Le cheikh Abdallah Sammak d’Al-Azhar rétorque
que leur culte pousse à l’individualisme et à la soumission. Il
interdit le djihad et le port d’armes et donc de combattre ses
ennemis. D’ailleurs, il ne tolère pas la prière collective. Ceci
a sans doute une certaine signification. Celui de disperser les
individus et ne pas les unir dans une action commune.
« Je ne suis pas obligé de me justifier pour
défendre ma religion. J’en suis convaincu et cela me suffit
pleinement. Mais personne ne doit m’obliger à cacher ma
confession comme si c’était une tare ou à mentir en mentionnant
une autre religion », s’exprime Hussein Elias, qui poursuit que
les enfants bahaïs étudient la religion musulmane ou chrétienne
dans les écoles, car le bahaïsme ne figure pas parmi les
religions enseignées. Une polémique qui a aussi atteint la rue
égyptienne. Cette affaire a aiguisé la curiosité envers ce culte.

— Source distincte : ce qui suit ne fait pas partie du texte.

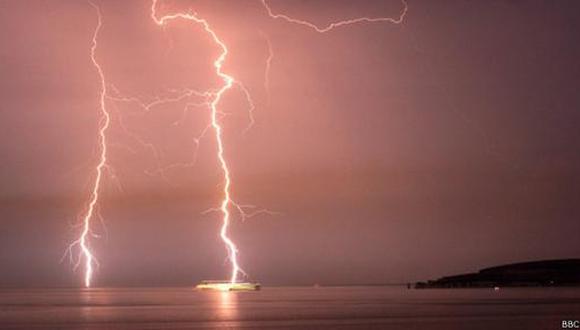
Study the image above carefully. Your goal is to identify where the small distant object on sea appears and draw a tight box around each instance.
[414,259,580,289]
[196,280,261,291]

« La position des cheikhs m’étonne, ils veulent empêcher les
gens d’embrasser une autre religion alors que l’islam est clair
en ce qui concerne la liberté des cultes. Dans la sourate des
mécréants (Al-Kafiroun), le Coran a expliqué les bases de cette
liberté avant même les autres déclarations internationales. A
chacun sa religion », explique Abir, comptable. Saher, directeur
d’une banque, partage cet avis et estime que nous sommes presque
le seul pays au monde qui juge les gens d’après leur culte. «
Nous nous trouvons dans un souk où tout le monde doit avoir la
liberté d’exposer sa marchandise et chacun est libre de choisir
celle qui lui convient. Une chose est sûre : le progrès dans
n’importe quel pays se mesure par le respect de l’individu et la
liberté des cultes ».
Mais le risque demeure inévitable. « Rien
n’est garanti car cette communauté pourrait divulguer ses
hérésies parmi les musulmans, au sein de la nouvelle génération,
alors que nous vivons à l’ère des médias. Une génération en
pleine crise d’identité », lance Mohsen, homme d’affaires.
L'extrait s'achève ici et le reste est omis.